OBJECTIVE: Virtual interviews were widely implemented alongside many other changes in the 2021 residency application process. We investigated how these many interventions may have influenced interview distributions and completions.

DESIGN: Cross-sectional survey distributed electronically to obstetrics and gynecology (OBGYN) residency applicants in February 2021. Distributions of interview invitations, interviews completed, and percent of interview offers completed were compared to the previous application cycle. The odds ratios of receiving interviews were calculated based on applicant characteristics including test scores, number of applications, and race/ethnicity.

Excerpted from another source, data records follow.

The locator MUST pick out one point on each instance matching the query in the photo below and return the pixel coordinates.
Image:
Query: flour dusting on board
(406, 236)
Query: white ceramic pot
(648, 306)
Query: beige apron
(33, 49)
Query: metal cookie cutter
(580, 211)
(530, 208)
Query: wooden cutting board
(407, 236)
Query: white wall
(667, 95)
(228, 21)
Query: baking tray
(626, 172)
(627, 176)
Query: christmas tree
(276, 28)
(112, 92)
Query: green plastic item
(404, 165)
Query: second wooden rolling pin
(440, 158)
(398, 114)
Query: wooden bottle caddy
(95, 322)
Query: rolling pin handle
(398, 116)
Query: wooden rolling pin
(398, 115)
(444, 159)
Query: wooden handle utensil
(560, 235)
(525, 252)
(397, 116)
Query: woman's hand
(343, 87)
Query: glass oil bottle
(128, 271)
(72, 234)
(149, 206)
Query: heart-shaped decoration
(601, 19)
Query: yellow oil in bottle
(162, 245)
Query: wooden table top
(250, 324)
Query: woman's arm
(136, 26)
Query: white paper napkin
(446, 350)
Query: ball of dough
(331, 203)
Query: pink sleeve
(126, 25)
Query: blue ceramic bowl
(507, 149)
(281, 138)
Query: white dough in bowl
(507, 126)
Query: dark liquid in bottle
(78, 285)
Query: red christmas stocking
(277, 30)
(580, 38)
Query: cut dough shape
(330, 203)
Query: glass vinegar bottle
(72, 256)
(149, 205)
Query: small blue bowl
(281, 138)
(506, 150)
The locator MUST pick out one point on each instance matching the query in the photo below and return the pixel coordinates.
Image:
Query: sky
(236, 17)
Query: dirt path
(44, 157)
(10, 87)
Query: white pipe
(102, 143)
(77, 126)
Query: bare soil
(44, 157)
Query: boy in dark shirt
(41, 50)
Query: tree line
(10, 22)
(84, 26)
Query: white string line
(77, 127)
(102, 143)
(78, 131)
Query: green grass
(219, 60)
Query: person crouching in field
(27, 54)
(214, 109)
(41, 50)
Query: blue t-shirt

SETTING: All OBGYN residency applicants registered through the Electronic Residency Application Service.

PARTICIPANTS: The 915 (36%) of 2577 total OBGYN applicants who responded to the survey.

RESULTS: US allopathic medical students received fewer interview offers in 2021 (median 13 [interquartile range 9-19]) compared to 2020 (median 15 [interquartile range 11-20]). There was no difference in the absolute numbers of interviews completed. A United States Medical Licensing Exam Step 1 score ≥221 resulted in more than a five-fold increase in adjusted odds of receiving at least 12 interviews for allopathic students. Black or African American US allopathic seniors had a 2.3 odds ratio for receiving at least 12 interview invitations compared to White non-Hispanic or Latino US allopathic seniors, adjusted for Step 1 score and the number of programs applied to. Interview offers released on standardized dates had a mitigating effect on completing more interviews among allopathic seniors with at least 12 interview invitations.

CONCLUSIONS: Virtual interviews did not change the overall number of interviews completed. Standardization of interview offer dates mitigated excessive virtual interviewing, yet additional measures are needed to curb interview inflation and the effects on interview distributions.